In recent years, we analyzed the genetic structure and geographical
variation of Chinese pine natural populations in five mountains of
Shanxi Province based on SSR markers (Wu et al., 2018), and
preliminarily understood the genetic relationship between the main
plantation populations in Beijing and the natural populations in Shanxi
Province (He et al., 2020). Recently, we had a more comprehensive
understanding of the genetic background of Chinese pine in northern
China for the first time, determined that Shanxi natural populations had
ancestral status in northern China, and “Taiyueshan” was the core
distribution area of Chinese pine natural population in Shanxi Province,
confirmed that most of the germplasms of Chinese pine plantations in
northern China (represented by Liaoning and Hebei province) may came
from Shanxi Chinese pine natural populations, revealed that the new
adaptive variations and the strong gene flow “driving force” from
local natural populations had brought the opportunity for Shanxi
germplasms to invade Hebei and Liaoning Provinces successfully (Zhou et
al., 2022). However, due to the
limitation of SSR markers, we could arduously determine the exact
germplasm source of Chinese pine plantations in northern China, and the
”point-by-point” tracing of the plantation population was still a very
challenging task.
Mitochondrial DNA (mtDNA) has the characteristics of conservative
variation (Held and Patel, 2020), which has been widely used in
understanding genetic diversity, genetic structure, and haplotype
characteristics of the populations (Liu et al., 2020), determining the
evolution history (Ye et al., 2019), geographical origin (Kang et al.,
2021) of species, and so on. In the genus Pinus, mtDNA is maternally
inherited and dispersed through seeds (Neale et al., 1989), has been
widely used as a genetic marker in research, including determining the
refuge of Chinese pine and Picea mariana during the LGM
(Jaramillo-Correa et al., 2004; CHEN et al., 2008; Hao et al., 2018),
revealing the origin of Pinus densata (WANG et al., 2011), and so
on. In this study, 796 (873) individuals representing 35 (38)

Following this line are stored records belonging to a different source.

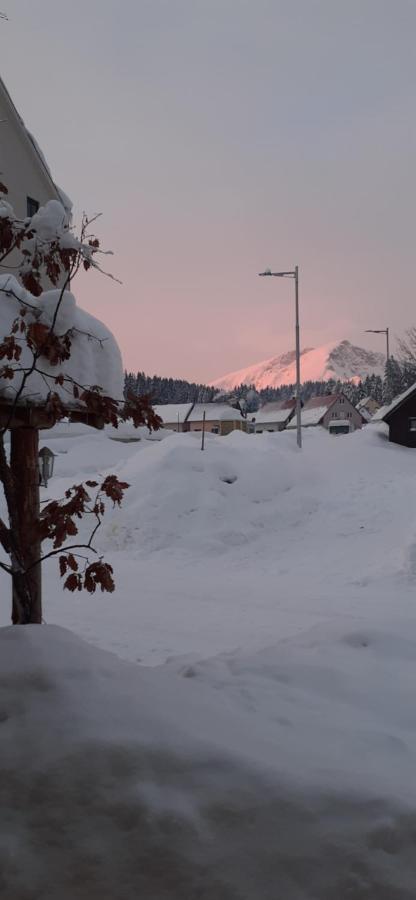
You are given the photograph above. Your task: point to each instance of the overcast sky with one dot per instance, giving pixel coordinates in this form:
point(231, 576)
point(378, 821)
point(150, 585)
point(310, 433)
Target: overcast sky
point(218, 137)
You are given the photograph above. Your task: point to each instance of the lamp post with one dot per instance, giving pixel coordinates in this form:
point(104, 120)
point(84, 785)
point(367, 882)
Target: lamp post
point(295, 275)
point(381, 331)
point(46, 461)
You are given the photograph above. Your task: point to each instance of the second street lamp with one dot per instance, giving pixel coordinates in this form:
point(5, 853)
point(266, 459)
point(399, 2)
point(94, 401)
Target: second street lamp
point(294, 273)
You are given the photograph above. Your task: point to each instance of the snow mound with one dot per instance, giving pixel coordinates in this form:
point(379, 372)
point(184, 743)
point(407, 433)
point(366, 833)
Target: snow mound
point(121, 782)
point(203, 504)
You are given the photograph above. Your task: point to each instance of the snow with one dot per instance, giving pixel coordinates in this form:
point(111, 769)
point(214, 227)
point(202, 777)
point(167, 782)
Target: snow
point(49, 221)
point(338, 359)
point(95, 357)
point(252, 734)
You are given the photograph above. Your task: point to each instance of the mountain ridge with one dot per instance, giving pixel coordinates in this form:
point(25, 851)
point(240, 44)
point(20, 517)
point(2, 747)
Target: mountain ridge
point(340, 360)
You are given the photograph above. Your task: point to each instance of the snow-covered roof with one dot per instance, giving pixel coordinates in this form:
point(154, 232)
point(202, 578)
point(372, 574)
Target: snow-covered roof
point(335, 422)
point(34, 145)
point(264, 415)
point(95, 357)
point(387, 410)
point(214, 412)
point(379, 415)
point(313, 415)
point(170, 412)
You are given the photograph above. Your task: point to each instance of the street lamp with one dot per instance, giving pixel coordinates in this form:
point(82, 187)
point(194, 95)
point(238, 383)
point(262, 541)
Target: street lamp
point(46, 461)
point(295, 275)
point(380, 331)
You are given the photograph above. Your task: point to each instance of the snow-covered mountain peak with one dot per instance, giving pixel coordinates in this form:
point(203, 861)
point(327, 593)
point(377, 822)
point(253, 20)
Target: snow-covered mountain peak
point(338, 359)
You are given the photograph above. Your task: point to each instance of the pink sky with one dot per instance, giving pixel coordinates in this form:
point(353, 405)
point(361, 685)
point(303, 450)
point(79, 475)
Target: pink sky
point(221, 137)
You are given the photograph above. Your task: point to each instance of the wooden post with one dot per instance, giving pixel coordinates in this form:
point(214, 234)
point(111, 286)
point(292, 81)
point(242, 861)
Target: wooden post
point(203, 432)
point(27, 589)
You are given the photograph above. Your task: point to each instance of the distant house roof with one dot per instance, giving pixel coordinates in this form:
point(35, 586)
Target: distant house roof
point(171, 412)
point(315, 408)
point(343, 422)
point(214, 412)
point(274, 412)
point(386, 411)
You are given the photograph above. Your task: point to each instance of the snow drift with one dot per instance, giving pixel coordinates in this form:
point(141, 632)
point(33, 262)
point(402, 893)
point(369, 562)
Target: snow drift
point(121, 782)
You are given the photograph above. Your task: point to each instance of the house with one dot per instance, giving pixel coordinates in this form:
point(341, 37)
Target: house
point(400, 416)
point(23, 168)
point(367, 406)
point(220, 418)
point(174, 415)
point(335, 412)
point(274, 416)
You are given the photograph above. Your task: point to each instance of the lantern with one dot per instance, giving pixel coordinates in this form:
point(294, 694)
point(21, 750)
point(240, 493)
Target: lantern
point(46, 461)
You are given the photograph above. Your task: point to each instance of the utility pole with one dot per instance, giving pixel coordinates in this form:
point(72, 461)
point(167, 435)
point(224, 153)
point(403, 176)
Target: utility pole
point(294, 273)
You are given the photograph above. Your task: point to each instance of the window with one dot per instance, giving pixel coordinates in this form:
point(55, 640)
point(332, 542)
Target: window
point(32, 206)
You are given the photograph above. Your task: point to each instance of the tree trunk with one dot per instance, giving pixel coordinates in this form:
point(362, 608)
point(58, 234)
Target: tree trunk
point(27, 588)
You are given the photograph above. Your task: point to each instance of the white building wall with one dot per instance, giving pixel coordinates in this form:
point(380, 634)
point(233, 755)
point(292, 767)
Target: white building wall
point(21, 169)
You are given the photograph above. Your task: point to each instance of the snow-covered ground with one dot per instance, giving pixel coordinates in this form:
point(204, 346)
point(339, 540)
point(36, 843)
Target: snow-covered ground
point(265, 745)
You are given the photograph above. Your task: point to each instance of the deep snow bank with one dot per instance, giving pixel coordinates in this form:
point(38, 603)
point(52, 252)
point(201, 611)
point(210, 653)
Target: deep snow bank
point(119, 782)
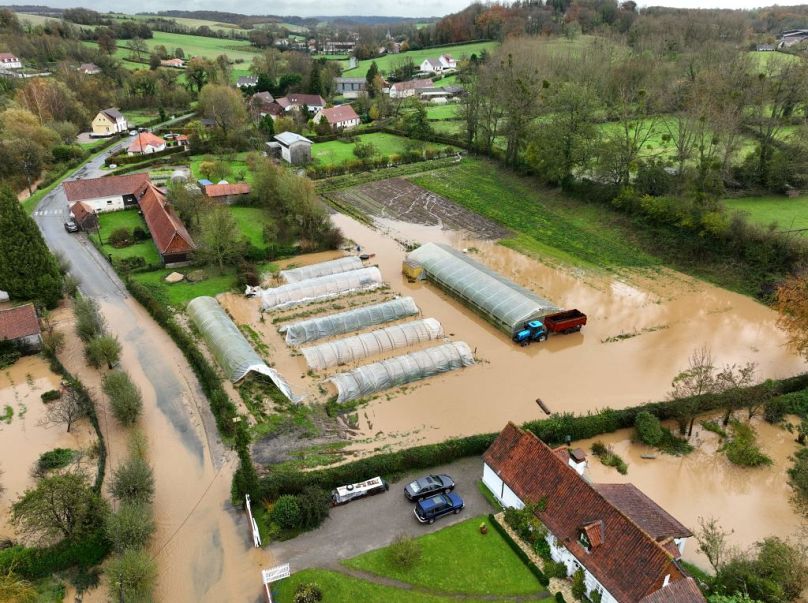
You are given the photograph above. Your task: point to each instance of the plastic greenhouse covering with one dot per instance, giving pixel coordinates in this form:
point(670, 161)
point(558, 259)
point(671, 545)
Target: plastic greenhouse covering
point(498, 299)
point(357, 347)
point(371, 378)
point(230, 348)
point(295, 275)
point(349, 321)
point(321, 287)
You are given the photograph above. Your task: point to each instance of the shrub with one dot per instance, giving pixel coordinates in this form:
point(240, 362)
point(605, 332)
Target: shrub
point(404, 552)
point(286, 512)
point(648, 428)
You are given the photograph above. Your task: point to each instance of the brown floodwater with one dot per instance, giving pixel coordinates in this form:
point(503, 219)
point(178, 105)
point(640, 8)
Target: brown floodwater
point(752, 503)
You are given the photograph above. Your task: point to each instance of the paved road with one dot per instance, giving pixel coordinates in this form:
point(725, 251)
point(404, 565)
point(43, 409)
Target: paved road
point(368, 524)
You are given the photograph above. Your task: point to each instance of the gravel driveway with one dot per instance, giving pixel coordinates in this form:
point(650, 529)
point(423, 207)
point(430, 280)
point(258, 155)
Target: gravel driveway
point(371, 523)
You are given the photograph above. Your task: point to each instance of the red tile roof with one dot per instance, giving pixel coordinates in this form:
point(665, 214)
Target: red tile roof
point(108, 186)
point(225, 190)
point(169, 233)
point(629, 563)
point(18, 322)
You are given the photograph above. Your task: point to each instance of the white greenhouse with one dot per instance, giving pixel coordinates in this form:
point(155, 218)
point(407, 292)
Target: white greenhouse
point(364, 345)
point(349, 321)
point(378, 376)
point(230, 348)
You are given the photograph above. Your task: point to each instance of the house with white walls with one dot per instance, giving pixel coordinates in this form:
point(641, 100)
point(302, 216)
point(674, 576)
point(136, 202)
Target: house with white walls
point(627, 546)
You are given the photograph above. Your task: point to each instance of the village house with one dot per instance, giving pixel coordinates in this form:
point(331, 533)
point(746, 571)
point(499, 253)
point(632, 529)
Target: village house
point(341, 117)
point(9, 61)
point(146, 143)
point(627, 546)
point(20, 326)
point(173, 242)
point(110, 193)
point(109, 122)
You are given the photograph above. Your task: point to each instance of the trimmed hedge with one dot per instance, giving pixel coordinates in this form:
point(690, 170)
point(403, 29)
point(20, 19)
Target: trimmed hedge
point(543, 580)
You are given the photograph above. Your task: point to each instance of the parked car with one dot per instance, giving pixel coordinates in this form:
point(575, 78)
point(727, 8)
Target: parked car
point(429, 509)
point(427, 486)
point(344, 494)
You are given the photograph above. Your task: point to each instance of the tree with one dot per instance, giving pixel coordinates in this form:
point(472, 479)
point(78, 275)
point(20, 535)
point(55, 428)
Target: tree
point(103, 349)
point(219, 237)
point(27, 268)
point(124, 397)
point(59, 506)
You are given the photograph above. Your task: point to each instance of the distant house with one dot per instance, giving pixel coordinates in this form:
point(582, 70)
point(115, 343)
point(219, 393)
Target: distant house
point(350, 87)
point(146, 143)
point(173, 242)
point(628, 547)
point(408, 88)
point(9, 61)
point(341, 117)
point(109, 122)
point(173, 63)
point(89, 69)
point(294, 148)
point(109, 193)
point(20, 326)
point(247, 81)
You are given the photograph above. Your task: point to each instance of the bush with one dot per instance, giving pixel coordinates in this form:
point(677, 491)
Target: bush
point(286, 512)
point(648, 428)
point(404, 552)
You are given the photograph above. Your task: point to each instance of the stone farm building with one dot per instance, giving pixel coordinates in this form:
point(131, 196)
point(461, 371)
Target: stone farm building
point(110, 193)
point(628, 547)
point(108, 122)
point(20, 326)
point(341, 117)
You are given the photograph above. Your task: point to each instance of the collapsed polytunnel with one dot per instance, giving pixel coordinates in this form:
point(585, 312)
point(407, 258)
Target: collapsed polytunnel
point(378, 376)
point(295, 275)
point(351, 320)
point(357, 347)
point(498, 299)
point(321, 287)
point(230, 348)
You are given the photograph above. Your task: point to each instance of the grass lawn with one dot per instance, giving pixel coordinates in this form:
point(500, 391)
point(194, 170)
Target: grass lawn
point(388, 62)
point(545, 221)
point(459, 559)
point(789, 214)
point(337, 151)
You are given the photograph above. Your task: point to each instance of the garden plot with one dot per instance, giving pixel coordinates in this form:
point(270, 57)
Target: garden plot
point(401, 200)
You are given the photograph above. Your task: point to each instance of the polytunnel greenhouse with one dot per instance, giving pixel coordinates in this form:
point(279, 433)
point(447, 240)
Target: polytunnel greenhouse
point(372, 378)
point(357, 347)
point(321, 287)
point(498, 299)
point(349, 321)
point(230, 348)
point(295, 275)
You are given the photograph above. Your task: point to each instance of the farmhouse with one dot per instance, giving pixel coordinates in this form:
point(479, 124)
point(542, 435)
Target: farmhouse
point(9, 61)
point(20, 326)
point(341, 117)
point(294, 148)
point(108, 122)
point(171, 238)
point(109, 193)
point(146, 143)
point(627, 546)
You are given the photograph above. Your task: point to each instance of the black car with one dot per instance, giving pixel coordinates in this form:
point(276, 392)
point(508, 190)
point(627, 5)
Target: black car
point(427, 486)
point(428, 510)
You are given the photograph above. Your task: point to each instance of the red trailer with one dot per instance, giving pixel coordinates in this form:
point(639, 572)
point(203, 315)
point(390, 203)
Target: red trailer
point(568, 321)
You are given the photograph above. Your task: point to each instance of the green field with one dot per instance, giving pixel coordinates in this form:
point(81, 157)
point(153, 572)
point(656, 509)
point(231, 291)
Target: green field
point(545, 222)
point(388, 62)
point(787, 213)
point(338, 151)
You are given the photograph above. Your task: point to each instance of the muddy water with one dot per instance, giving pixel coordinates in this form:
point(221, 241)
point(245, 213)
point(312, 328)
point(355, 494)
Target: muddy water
point(752, 503)
point(25, 437)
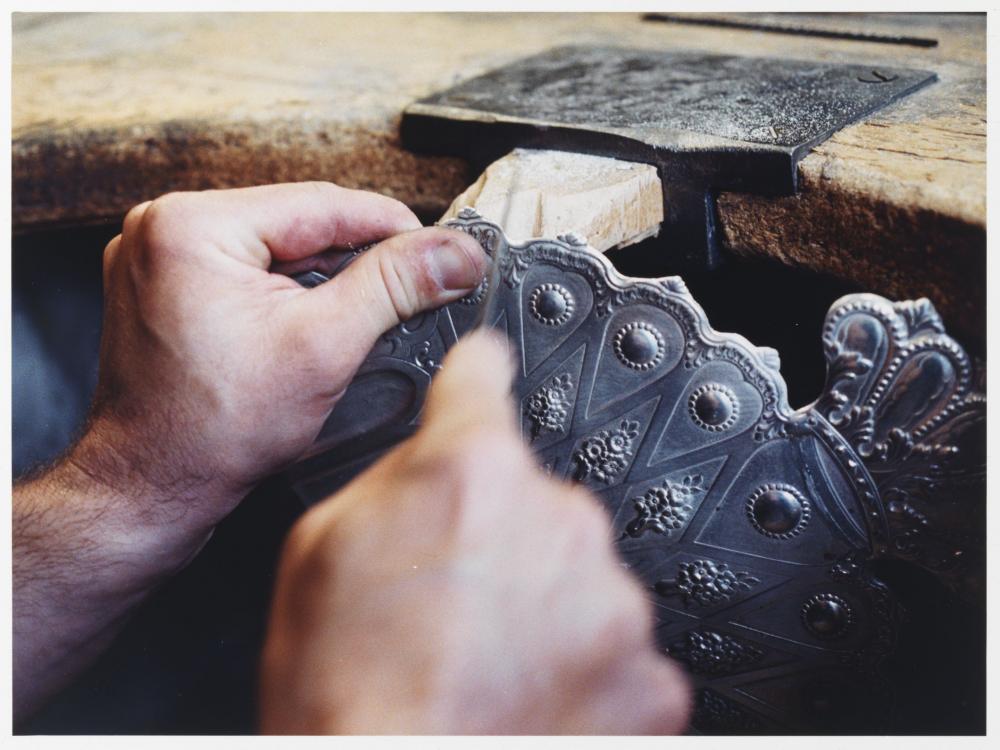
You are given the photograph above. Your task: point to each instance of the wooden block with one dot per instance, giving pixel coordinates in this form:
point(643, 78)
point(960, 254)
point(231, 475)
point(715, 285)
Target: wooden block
point(531, 193)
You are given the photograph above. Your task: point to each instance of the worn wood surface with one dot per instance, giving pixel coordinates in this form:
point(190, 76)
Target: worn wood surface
point(536, 193)
point(111, 109)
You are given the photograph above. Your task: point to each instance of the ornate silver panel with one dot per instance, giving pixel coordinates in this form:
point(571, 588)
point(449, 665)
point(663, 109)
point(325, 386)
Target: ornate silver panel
point(751, 525)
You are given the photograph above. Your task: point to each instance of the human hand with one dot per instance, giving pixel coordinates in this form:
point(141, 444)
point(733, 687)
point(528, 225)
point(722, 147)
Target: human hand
point(215, 371)
point(453, 588)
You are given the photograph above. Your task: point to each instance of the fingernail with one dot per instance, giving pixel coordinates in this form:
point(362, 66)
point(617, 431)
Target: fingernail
point(458, 263)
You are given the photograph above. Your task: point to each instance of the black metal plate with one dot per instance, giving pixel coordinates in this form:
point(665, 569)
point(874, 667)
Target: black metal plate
point(708, 122)
point(666, 102)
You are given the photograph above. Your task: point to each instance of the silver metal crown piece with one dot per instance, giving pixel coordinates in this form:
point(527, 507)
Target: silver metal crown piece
point(753, 526)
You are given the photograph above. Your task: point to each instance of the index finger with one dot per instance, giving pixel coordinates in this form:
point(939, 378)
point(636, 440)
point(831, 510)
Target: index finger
point(294, 220)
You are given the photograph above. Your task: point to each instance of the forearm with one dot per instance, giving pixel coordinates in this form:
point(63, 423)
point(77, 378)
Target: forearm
point(85, 553)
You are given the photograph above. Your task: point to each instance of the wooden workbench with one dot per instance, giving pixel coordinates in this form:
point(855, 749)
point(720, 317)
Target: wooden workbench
point(109, 110)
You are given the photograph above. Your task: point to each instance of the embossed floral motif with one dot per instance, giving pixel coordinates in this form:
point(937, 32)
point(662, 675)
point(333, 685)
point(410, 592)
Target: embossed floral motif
point(548, 407)
point(709, 652)
point(425, 359)
point(606, 455)
point(720, 715)
point(705, 583)
point(665, 508)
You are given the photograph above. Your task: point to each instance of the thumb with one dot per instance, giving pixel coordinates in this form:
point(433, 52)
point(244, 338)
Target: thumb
point(393, 281)
point(473, 388)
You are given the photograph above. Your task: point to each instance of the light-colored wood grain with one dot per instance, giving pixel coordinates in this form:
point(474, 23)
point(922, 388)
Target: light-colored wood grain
point(109, 110)
point(612, 203)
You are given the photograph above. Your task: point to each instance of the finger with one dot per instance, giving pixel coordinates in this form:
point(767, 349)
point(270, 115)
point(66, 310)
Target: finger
point(473, 387)
point(390, 283)
point(284, 222)
point(327, 262)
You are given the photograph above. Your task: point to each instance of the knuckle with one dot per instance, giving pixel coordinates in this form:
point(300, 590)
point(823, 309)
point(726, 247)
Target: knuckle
point(134, 217)
point(164, 218)
point(398, 285)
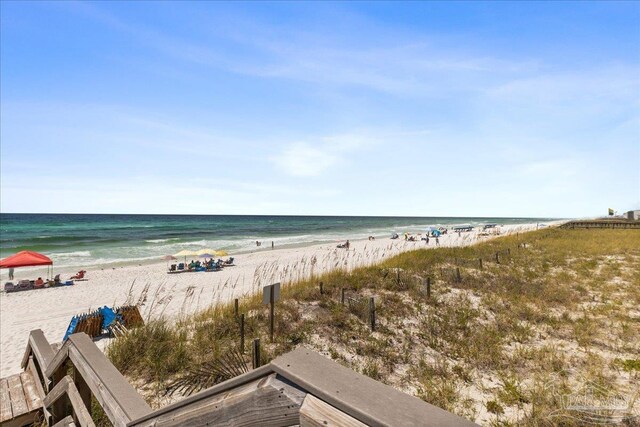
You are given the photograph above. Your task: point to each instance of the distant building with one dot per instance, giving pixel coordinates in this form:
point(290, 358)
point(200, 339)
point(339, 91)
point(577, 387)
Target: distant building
point(634, 215)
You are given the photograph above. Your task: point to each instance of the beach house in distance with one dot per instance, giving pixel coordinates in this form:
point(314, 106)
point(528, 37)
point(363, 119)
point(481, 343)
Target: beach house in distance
point(633, 215)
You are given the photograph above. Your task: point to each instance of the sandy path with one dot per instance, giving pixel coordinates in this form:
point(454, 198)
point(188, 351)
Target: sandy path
point(52, 309)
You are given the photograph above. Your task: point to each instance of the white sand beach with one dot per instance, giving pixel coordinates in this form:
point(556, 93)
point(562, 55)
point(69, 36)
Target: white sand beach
point(175, 294)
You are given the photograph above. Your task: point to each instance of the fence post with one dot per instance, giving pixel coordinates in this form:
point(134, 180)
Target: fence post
point(255, 353)
point(242, 333)
point(372, 313)
point(272, 314)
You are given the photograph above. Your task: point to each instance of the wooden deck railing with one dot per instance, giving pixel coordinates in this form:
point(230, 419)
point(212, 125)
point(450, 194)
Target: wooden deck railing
point(299, 388)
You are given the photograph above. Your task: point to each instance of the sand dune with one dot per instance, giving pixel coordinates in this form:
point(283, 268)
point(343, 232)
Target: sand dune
point(171, 295)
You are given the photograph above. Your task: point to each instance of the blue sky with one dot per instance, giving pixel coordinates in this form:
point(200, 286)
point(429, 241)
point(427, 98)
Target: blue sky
point(453, 109)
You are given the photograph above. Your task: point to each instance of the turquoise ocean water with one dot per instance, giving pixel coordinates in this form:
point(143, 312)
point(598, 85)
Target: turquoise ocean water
point(84, 240)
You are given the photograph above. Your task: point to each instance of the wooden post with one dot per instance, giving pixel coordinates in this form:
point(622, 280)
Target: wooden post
point(242, 333)
point(83, 389)
point(372, 313)
point(255, 353)
point(59, 409)
point(272, 313)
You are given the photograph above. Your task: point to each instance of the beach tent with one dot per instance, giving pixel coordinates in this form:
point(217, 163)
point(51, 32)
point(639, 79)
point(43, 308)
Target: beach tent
point(434, 232)
point(26, 259)
point(185, 253)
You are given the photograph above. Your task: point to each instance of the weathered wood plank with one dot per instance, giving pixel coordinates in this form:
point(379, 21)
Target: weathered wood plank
point(66, 387)
point(40, 348)
point(65, 422)
point(31, 395)
point(363, 398)
point(58, 360)
point(117, 397)
point(268, 401)
point(16, 394)
point(80, 411)
point(5, 401)
point(31, 367)
point(316, 413)
point(57, 392)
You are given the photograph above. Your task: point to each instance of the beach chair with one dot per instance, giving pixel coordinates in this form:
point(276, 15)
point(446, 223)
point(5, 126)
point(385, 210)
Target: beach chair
point(79, 275)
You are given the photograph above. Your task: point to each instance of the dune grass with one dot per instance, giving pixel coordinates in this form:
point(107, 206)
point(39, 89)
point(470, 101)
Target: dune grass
point(499, 346)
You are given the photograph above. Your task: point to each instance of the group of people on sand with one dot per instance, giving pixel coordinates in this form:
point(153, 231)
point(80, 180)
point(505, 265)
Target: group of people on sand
point(344, 245)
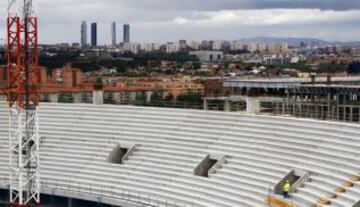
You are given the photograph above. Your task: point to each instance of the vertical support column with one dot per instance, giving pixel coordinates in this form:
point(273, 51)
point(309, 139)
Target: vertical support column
point(227, 105)
point(252, 105)
point(132, 96)
point(337, 107)
point(3, 98)
point(54, 97)
point(345, 104)
point(77, 97)
point(148, 96)
point(98, 97)
point(117, 97)
point(69, 202)
point(205, 104)
point(329, 107)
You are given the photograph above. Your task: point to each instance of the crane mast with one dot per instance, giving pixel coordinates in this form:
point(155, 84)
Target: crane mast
point(23, 98)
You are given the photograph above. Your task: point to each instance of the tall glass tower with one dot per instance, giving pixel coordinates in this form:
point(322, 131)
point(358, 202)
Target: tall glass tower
point(94, 34)
point(126, 33)
point(83, 34)
point(113, 33)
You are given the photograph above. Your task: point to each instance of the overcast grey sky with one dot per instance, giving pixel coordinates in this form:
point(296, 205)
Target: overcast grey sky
point(170, 20)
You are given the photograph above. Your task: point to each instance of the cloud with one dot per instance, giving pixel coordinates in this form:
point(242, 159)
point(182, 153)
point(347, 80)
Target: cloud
point(161, 21)
point(270, 17)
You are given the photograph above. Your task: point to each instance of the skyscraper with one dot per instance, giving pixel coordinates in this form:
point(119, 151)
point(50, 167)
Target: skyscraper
point(113, 33)
point(126, 33)
point(94, 34)
point(83, 40)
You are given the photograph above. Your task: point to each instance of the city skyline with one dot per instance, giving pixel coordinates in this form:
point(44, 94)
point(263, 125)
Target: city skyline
point(228, 19)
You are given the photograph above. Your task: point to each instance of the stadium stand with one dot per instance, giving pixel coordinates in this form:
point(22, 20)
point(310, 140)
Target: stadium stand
point(168, 144)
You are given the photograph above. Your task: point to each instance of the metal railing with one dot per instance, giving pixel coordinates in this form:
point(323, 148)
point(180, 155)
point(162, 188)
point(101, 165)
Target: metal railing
point(107, 192)
point(271, 193)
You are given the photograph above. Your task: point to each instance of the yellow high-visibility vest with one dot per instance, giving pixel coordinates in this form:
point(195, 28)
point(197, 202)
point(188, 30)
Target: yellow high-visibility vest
point(286, 187)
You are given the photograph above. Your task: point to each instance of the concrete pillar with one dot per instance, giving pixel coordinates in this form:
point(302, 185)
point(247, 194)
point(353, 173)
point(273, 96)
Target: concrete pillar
point(98, 97)
point(148, 95)
point(77, 97)
point(206, 107)
point(3, 98)
point(227, 105)
point(69, 202)
point(54, 97)
point(253, 105)
point(132, 96)
point(117, 97)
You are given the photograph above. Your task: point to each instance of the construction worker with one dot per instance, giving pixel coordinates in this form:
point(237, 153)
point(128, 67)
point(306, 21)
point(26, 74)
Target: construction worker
point(286, 189)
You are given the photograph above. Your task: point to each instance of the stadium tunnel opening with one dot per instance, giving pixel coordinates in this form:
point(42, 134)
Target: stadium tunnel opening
point(209, 165)
point(120, 153)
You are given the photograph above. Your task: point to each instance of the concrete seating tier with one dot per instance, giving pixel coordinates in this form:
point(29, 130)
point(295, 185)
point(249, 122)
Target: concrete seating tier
point(260, 150)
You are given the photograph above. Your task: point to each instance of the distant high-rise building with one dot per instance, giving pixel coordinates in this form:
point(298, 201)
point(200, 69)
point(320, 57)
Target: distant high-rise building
point(126, 33)
point(83, 40)
point(93, 34)
point(113, 33)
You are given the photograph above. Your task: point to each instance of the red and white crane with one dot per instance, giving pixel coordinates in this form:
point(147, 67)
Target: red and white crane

populations of main natural and artificial Chinese pine populations in
northern China (5 groups including Shanxi Province natural populations,
SX*, Hebei Province natural and plantation populations, HB* and HB,
Liaoning Province natural and plantation populations, LN* and LN) were
selected and analyzed based on two mtDNA markers. Our aims were to ①
reveal the genetic diversity, genetic structure and haplotype
characteristics of five groups, ② and further tracing the germplasm
source of HB and LN plantations exactly.